Kefir
Dexter Cows and Kefir Cheese
We started hand-milking one cow. Now there are three. We are still milking by hand, and love the relationship with our cows, but will have to begin using the milking machine this spring as we add one more cow to the operation. We plan to milk a maximum of six cows. We purchased a 1940s Surge milking machine and assembled the entire unit from new and used parts we acquired from retired dairies in the area. The equipment we needed for the milk cooling room and the cheese room took an entire year to assemble because many of the things needed were just not readily available. With the help of some small dairy equipment dealers and by finding items on eBay, we managed to put it all together, under close scrutiny of the inspectors.
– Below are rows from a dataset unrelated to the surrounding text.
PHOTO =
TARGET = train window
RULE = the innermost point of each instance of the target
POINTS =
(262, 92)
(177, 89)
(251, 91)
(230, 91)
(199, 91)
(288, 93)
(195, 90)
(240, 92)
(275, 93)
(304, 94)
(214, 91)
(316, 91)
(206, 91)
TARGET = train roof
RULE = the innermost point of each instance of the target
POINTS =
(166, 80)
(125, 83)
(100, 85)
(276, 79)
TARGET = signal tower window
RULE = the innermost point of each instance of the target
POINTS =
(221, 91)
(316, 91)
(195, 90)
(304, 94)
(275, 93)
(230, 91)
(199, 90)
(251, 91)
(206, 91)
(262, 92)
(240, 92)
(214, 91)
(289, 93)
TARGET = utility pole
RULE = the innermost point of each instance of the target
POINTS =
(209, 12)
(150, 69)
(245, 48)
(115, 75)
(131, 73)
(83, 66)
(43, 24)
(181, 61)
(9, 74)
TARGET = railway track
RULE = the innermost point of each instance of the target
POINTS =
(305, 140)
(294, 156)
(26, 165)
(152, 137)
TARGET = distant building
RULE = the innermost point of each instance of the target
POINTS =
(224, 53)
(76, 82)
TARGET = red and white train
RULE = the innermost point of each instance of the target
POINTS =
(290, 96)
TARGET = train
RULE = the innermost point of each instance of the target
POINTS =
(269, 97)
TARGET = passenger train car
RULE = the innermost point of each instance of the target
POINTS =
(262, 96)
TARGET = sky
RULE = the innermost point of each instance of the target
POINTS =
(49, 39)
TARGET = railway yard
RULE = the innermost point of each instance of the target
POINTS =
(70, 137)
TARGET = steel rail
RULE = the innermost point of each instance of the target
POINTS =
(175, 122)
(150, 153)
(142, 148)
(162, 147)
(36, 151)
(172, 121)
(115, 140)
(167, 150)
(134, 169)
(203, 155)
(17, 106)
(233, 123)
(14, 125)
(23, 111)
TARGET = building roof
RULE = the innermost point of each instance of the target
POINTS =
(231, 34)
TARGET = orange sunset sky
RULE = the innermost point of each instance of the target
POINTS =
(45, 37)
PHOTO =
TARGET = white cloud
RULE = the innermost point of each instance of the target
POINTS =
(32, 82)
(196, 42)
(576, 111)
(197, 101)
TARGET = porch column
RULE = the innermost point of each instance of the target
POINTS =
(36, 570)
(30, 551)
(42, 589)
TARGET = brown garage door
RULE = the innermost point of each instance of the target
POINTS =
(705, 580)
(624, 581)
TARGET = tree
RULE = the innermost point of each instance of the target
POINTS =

The Farmstead Dairy, A Domestic View
To me, the raw versus pasteurized milk debate is easily settled in my mind. If I am going to drink milk from a cow with a number, lined up in her place in an industrial dairy, you’d better believe I want that milk pasteurized. For most of my life I drank milk from a cow with a name. When you only have a handful of cows, if that many, you do notice when something isn’t right. No one in their right mind knowingly drinks milk from a sick cow. I have never gotten sick drinking raw milk or personally known anyone else who did. I have every confidence in the farmer selling the same milk he or she brings to their own table.